Enhanced due diligence (EDD) is critical in high-risk situations to mitigate exposure to financial crime, and the proposals in Section 5 rightly emphasise the need for deeper checks, ongoing risk evaluation, and documentation beyond initial onboarding. However, for institutions to meet these requirements effectively and efficiently, they must have the technology in place to support multiconfiguration screening—enabling them to apply different EDD triggers and thresholds for various customer types, geographies, and risk scenarios.
At Napier AI, we support our clients with configurable screening solutions that can be tailored to trigger EDD workflows when specific thresholds or red flags are met. These include dynamic segmentation, country risk factors, and real-time alerting.
Institutions can fine-tune name matching algorithms, alert thresholds, and data sources to reflect varying levels of risk tolerance: enabling stricter controls where needed and reducing false positives in lower-risk areas. By embedding these controls early in the onboarding and monitoring lifecycle, institutions can better ensure compliance with enhanced measures while maintaining operational efficiency.
Question 9: Do you agree with the proposals as set out in Section 6 of the draft RTS? If you do not agree, please explain your rationale and provide evidence of the impact this section would have, including the cost of compliance, if adopted as such?
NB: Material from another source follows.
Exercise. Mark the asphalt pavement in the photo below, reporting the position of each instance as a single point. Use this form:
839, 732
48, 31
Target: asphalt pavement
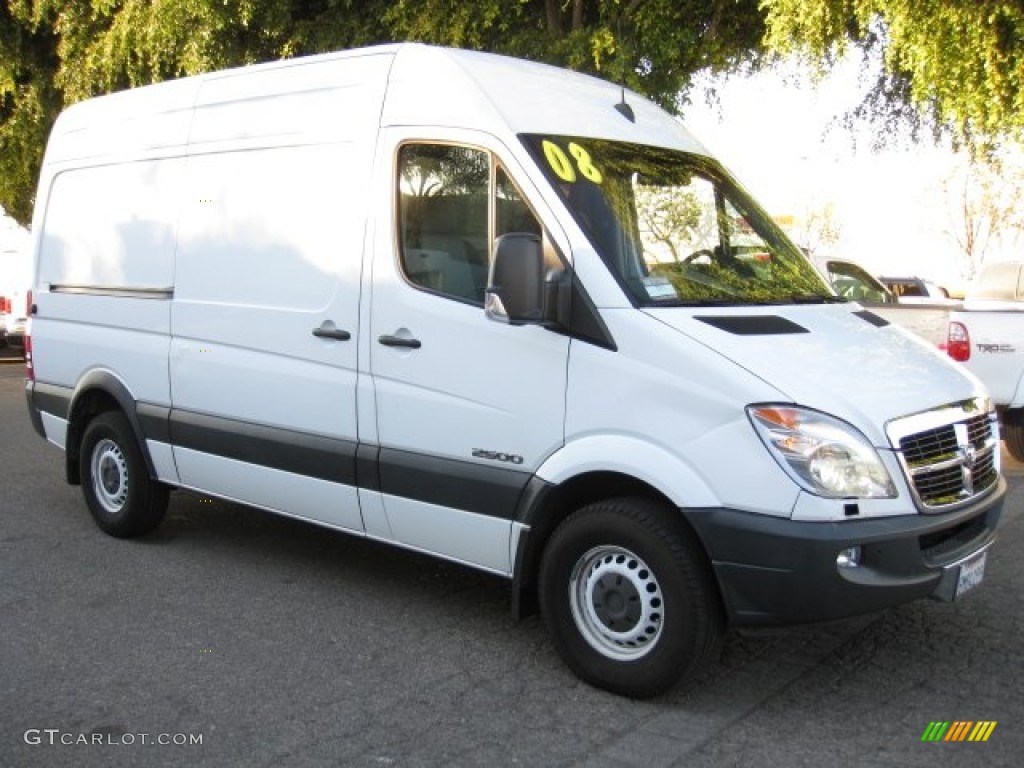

Yes, we agree with the proposals in Section 6. Effective ongoing monitoring is essential to detect evolving risk and ensure that business relationships remain aligned with the customer’s known profile. We particularly support the emphasis on applying a risk-based approach to review frequency and updating customer due diligence information in response to relevant changes.
At Napier AI, we advocate for and enable real-time screening and monitoring as a core part of our compliance framework. By continuously assessing transactions, behavioural patterns, and risk indicators, institutions can identify inconsistencies and trigger immediate updates to customer risk ratings. This ensures that monitoring is not just periodic, but dynamic and proactive, allowing firms to meet regulatory expectations while reducing false positives and improving investigative efficiency.